The 16th Shanghai Cooperation Organization (SCO) summit slated on June 23-24 in Tashkent will be a highlight of Chinese President
Xi Jinping's Eurasia tour, and will point out the direction of the bloc's future development.
Since the founding of the SCO 15 years ago, security collaboration and economic cooperation have served as the "two wheels" of the bloc. How to make the two wheels to run more smoothly is the main theme of this year's summit.
Against the backdrop of a changing international situation, increasing geopolitical tensions and a rise in terrorism, separatism and extremism, the summit is expected to make concrete contribution to safeguarding regional stability and advance the sustainable development goals of SCO members, SCO Secretary-General Rashid Alimov said.
According to Andre Kazantsev, director of the Analytical Center at Russia's Moscow Institute of International Relations, the Islamic State (IS) has recruited a large number of people from this economically uneven area, and the possibility that terrorist activities will originate from Central Asian nations is on the rise.
Therefore, it is necessary for SCO members to enhance coordination to combat terrorism and safeguard regional security. Hopefully detailed security measures will be discussed and sealed at the Tashkent summit.
Furthermore, the economies of SCO member states are developing differently, yet they have all been feeling the chill of a global economic slowdown, and are in urgent need of cooperating with each other to emerge from the stagnation.
"China is an important impetus to the development of the SCO as well as the world," said Seylbek Musataev, a professor with Al-Farabi Kazakh National University. "Many SCO member states expect China to lead us out of the hot water at this summit."
As a response, China has proposed that SCO economies cooperate within the framework of the Belt and Road Initiative and to develop free trade areas. It has called on the the Asian Infrastructure Investment Bank (
AIIB) and the BRICS Development Bank to support SCO projects.

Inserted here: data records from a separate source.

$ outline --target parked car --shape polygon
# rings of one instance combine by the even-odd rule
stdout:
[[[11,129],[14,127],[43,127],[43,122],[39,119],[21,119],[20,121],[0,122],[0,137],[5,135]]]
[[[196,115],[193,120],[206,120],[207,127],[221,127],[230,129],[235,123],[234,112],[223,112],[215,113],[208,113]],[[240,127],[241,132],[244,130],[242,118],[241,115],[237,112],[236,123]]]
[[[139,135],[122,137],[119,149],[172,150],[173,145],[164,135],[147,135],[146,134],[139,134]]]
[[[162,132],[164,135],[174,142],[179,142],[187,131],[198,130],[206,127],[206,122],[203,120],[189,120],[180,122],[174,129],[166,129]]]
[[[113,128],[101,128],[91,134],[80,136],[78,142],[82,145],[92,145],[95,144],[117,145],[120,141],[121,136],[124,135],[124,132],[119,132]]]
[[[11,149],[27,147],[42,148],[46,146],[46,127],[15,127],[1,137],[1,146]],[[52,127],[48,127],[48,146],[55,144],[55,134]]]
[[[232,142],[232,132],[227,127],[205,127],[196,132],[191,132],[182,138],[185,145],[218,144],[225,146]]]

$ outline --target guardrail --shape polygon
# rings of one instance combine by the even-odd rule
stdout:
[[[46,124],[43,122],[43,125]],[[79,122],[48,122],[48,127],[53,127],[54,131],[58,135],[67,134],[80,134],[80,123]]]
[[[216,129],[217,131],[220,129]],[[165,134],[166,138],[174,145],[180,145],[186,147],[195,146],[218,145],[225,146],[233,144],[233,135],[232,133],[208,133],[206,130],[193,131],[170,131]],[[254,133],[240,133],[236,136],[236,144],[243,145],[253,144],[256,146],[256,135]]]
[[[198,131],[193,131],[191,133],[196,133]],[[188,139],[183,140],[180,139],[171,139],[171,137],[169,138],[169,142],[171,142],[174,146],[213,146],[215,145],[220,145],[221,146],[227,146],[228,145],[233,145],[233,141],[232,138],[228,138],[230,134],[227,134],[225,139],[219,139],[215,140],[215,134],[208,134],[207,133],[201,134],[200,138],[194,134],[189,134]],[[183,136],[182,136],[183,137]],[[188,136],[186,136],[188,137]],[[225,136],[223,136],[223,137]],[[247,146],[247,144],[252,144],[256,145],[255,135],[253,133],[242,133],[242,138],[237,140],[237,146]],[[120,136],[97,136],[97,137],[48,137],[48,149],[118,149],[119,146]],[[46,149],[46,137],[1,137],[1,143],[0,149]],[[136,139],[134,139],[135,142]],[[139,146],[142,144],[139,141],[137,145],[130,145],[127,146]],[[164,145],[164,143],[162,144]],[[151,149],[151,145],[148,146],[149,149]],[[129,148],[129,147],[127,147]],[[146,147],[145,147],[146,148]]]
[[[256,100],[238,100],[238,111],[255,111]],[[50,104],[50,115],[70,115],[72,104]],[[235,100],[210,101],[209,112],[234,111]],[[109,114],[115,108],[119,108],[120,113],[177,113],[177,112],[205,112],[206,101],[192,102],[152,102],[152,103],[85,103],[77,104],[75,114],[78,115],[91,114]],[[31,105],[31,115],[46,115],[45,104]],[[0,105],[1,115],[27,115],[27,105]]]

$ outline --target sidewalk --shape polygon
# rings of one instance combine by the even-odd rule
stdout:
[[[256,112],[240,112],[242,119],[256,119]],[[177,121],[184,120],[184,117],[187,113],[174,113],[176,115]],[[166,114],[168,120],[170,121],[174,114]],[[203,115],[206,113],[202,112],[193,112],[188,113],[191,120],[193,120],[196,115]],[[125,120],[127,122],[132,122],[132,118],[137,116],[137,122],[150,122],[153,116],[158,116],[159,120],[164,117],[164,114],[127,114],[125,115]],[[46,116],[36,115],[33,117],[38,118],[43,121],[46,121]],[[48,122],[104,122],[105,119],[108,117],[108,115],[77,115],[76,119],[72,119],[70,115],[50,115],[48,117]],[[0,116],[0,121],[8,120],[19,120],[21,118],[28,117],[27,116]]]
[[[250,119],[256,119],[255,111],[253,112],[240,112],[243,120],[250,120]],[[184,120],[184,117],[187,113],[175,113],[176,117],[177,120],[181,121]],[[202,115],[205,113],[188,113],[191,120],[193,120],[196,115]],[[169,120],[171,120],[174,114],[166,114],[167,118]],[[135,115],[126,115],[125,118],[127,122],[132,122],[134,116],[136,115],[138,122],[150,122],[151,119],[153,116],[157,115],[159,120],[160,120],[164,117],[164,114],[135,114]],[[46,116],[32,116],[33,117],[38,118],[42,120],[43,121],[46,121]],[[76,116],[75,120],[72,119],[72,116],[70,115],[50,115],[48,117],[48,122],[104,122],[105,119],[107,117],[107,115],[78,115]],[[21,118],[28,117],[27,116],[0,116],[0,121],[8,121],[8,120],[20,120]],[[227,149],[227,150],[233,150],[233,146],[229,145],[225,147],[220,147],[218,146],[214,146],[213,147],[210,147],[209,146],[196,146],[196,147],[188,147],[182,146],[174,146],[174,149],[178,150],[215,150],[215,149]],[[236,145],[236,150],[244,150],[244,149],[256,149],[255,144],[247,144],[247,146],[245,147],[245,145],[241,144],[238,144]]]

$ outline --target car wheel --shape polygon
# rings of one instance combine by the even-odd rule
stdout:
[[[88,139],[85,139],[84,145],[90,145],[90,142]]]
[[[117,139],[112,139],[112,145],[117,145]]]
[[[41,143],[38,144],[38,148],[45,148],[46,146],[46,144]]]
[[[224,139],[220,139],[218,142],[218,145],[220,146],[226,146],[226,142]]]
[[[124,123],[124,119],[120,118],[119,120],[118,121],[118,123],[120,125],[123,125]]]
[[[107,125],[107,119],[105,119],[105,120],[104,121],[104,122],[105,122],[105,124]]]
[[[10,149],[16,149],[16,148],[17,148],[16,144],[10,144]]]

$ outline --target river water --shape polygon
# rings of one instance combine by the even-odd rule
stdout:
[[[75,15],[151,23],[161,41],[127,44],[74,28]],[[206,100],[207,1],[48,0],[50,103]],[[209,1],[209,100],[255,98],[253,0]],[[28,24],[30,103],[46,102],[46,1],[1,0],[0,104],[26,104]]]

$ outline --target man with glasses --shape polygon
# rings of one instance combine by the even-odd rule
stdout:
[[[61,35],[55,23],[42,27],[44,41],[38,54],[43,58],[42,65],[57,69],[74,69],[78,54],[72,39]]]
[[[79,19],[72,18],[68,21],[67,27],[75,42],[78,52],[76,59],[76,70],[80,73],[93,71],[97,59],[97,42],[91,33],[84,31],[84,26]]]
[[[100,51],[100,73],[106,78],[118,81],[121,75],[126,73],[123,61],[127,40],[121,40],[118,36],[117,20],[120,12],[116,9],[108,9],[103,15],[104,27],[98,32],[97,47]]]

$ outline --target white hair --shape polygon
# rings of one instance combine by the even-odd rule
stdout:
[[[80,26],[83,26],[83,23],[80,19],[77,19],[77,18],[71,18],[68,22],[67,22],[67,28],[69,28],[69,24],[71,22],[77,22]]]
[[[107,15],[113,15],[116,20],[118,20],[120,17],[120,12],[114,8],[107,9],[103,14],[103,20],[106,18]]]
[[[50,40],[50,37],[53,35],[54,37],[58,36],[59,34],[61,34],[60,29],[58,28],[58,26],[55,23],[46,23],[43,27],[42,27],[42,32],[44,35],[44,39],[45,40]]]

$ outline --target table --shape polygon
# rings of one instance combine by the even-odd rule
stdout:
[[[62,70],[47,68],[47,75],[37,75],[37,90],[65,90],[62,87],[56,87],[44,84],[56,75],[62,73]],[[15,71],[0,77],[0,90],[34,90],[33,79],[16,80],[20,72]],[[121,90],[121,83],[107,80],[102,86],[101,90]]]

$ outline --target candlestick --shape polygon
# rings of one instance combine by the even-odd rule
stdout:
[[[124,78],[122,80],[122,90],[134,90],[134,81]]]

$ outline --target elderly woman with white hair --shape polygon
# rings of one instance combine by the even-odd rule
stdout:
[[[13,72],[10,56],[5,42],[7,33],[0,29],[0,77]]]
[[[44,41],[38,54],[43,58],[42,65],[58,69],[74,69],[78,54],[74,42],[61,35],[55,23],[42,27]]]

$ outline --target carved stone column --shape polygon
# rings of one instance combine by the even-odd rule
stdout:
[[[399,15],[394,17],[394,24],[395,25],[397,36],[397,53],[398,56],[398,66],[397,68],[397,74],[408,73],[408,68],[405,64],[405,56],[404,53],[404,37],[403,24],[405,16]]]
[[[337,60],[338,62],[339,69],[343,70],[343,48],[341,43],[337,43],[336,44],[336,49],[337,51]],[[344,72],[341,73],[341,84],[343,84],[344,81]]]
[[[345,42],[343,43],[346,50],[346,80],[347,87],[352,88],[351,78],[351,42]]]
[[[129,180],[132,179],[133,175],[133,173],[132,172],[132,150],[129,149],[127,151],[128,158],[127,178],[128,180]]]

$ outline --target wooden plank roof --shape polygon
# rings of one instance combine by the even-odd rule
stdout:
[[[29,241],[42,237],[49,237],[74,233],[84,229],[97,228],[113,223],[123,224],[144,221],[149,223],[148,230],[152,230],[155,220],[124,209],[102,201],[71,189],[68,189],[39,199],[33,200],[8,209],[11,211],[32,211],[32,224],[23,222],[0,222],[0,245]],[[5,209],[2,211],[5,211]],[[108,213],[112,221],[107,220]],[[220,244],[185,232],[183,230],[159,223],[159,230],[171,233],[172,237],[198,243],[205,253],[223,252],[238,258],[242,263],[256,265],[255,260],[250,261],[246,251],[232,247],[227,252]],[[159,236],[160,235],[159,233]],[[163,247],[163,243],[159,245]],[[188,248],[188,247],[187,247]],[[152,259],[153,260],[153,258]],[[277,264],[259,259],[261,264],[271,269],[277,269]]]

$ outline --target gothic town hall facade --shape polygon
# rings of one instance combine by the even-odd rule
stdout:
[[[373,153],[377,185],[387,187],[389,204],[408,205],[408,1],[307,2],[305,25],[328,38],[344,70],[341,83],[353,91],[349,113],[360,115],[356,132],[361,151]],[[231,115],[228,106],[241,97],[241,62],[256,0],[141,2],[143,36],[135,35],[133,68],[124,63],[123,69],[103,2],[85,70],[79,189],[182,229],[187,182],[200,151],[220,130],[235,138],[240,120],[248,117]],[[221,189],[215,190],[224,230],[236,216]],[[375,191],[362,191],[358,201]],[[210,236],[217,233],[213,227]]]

The SCO is becoming a platform linking the
Silk Road Economic Belt and the Eurasia economic alliance. Therefore, China's Belt and Road Initiative is bound to create more development opportunities for SCO members and other relevant countries.
The Chinese side has also made a five-pronged proposal for SCO development, including strengthening political mutual trust, containing security risks, gradually expanding SCO membership and improving mutual understanding among the bloc's respective peoples.
At this summit, India and Pakistan are expected to join the SCO and expanding the bloc's circle of members. The addition of the two countries illustrates the attraction of the SCO's "Shanghai Spirit" of mutual trust, mutual benefit, equality, consultation, respect for diverse civilizations and pursuit of shared development.